Why we tested AWS Graviton4 for Aerospike
AWS Graviton4-based I8g instances offer significant advantages for AdTech workloads, including 6X throughput and improved latency.
Aerospike customers run high-performance, real-time applications where both ultra-low latency and high throughput are mission-critical. In AdTech, milliseconds determine whether an ad is placed and directly impacts revenue. In fraud detection, a delayed decision can be the gateway for fraudulent transactions.
Many customers currently use AWS Graviton2-based Amazon EC2 I4g instances, which provide strong price performance for these workloads. With the launch of AWS Graviton4-based Amazon EC2 I8g instances, AWS introduces new storage-optimized EC2 instances I8g featuring third-generation AWS Nitro SSDs for even better performance.
We tested these two instances to evaluate whether these upgrades translate into real-world benefits, focusing on throughput, latency, and SLA compliance under real-time AdTech workloads.
How we tested: Real-world AdTech workloads
To evaluate the performance of AWS Graviton4-based Amazon EC2 I8g instances against AWS Graviton2-based Amazon EC2 I4g instances, we designed a workload that mirrors real-world AdTech demands, focusing on ultra-low latency, high availability, scalability, and cost efficiency.
Test workloads and storage models
We benchmarked two distinct datasets running concurrently, simulating how AdTech platforms operate under production conditions.
User profile database (80/20 read/write): Stored both indexes and data entirely on Flash (SSDs) for low-latency, high-volume reads.
Campaign database (50/50 read/write): Stored using Hybrid Memory Architecture (HMA)—indexes in DRAM, data on Flash—to optimize read/write balance.
Cluster and test setup
Infrastructure: 9-node Aerospike clusters of each type with 16 load-generation servers.
Replication factor: 2 (ensuring high availability). Note: RF2 is a standard practice for Aerospike.

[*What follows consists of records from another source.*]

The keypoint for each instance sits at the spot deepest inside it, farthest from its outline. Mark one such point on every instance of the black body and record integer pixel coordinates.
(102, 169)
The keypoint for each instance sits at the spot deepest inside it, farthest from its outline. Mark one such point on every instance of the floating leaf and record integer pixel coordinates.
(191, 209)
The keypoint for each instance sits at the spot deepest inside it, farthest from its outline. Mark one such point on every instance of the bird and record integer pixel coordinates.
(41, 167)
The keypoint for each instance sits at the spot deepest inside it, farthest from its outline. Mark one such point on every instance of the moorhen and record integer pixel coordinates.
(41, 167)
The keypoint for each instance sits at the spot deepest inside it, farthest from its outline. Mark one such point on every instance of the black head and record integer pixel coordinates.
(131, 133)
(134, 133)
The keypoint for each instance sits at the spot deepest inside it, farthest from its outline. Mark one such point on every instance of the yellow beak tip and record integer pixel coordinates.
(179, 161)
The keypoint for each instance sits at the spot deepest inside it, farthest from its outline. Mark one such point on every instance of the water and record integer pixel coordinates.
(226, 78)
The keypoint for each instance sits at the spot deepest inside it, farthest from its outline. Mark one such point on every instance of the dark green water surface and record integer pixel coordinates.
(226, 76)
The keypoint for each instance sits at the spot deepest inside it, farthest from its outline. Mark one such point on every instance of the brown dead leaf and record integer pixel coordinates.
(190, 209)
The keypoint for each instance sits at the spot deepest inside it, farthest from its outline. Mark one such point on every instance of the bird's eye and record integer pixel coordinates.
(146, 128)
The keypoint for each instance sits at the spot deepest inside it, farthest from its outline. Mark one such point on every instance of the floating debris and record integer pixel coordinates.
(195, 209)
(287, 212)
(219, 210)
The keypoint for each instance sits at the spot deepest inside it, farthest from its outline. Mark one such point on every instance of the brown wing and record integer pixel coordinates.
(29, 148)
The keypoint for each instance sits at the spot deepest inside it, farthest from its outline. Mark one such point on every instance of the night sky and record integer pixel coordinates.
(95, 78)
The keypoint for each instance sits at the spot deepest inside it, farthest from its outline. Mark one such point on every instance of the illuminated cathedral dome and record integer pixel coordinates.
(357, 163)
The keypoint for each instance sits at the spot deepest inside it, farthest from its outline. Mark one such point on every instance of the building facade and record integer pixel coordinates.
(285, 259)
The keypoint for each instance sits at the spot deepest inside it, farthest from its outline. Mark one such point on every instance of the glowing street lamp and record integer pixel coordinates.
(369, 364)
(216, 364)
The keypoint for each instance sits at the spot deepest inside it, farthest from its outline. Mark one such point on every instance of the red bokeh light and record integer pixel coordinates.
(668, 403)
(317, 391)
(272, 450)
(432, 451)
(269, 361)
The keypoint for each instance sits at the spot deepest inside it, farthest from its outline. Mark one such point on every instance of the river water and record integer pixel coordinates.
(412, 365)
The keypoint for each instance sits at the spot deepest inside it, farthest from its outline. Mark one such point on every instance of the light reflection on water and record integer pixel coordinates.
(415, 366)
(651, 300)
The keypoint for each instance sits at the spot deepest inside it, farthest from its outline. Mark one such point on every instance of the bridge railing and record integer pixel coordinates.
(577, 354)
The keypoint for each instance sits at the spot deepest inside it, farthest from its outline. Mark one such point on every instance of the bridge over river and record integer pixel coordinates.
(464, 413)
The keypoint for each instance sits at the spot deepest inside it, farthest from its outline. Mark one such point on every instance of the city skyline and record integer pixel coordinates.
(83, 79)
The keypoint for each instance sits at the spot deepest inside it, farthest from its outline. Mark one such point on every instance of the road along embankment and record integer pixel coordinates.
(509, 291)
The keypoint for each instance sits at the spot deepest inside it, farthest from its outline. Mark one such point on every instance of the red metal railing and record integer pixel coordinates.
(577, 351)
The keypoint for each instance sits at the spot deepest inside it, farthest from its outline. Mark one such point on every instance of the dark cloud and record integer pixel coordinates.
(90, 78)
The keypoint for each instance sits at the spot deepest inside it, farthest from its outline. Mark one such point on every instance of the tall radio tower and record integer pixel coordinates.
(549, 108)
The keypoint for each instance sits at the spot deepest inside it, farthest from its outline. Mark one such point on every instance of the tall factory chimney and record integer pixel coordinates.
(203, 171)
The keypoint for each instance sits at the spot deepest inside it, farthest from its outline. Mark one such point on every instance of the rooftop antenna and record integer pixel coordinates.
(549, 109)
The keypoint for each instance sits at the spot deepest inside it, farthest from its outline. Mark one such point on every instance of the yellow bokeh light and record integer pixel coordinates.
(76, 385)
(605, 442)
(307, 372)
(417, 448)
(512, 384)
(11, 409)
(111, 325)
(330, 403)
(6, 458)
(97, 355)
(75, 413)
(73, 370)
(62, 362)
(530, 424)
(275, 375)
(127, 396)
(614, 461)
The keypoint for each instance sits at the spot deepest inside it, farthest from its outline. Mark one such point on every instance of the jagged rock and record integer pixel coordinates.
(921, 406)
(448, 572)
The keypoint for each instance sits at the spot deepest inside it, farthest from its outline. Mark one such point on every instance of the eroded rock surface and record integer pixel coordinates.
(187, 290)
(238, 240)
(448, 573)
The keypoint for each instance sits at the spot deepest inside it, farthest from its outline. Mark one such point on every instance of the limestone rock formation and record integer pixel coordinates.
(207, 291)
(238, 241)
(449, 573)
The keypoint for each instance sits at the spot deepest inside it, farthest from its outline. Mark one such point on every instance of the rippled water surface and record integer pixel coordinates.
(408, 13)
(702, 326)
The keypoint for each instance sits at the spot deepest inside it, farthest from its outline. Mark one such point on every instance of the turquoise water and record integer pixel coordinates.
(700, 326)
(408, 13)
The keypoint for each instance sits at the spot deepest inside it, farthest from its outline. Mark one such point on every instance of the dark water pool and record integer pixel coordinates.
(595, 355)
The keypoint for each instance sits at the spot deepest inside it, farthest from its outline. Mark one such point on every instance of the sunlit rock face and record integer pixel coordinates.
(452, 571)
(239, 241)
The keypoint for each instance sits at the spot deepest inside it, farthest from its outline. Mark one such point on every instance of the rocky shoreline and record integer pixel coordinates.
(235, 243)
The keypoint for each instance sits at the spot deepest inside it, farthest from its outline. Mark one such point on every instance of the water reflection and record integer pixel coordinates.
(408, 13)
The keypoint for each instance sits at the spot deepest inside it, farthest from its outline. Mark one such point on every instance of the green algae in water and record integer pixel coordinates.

Compression: Lz4 (4:1 ratio) to reduce storage requirements.
Latency SLA constraints:
Reads: P99.9 under 1.0ms
Writes: P99.9 under 2.0ms
The goal: Measure maximum sustainable TPS before violating these SLAs.
Workload configuration summary
Dataset | Storage | Workload mix | Records | Uncompressed size |
---|---|---|---|---|
User profile database |
All-Flash (SSDs) | 80/20 read/write | 50 billion | ~100 TB |
Campaign database | Hybrid (Indexes in DRAM, data on Flash) | 50/50 read/write | 600 million | ~2 TB |
We ran a mixed read-write workload at a baseline of 150K TPS and assessed whether it met our representative SLAs:
1ms P99.9 for reads
2ms P99.9 for writes
We gradually increased throughput until the SLA thresholds were violated.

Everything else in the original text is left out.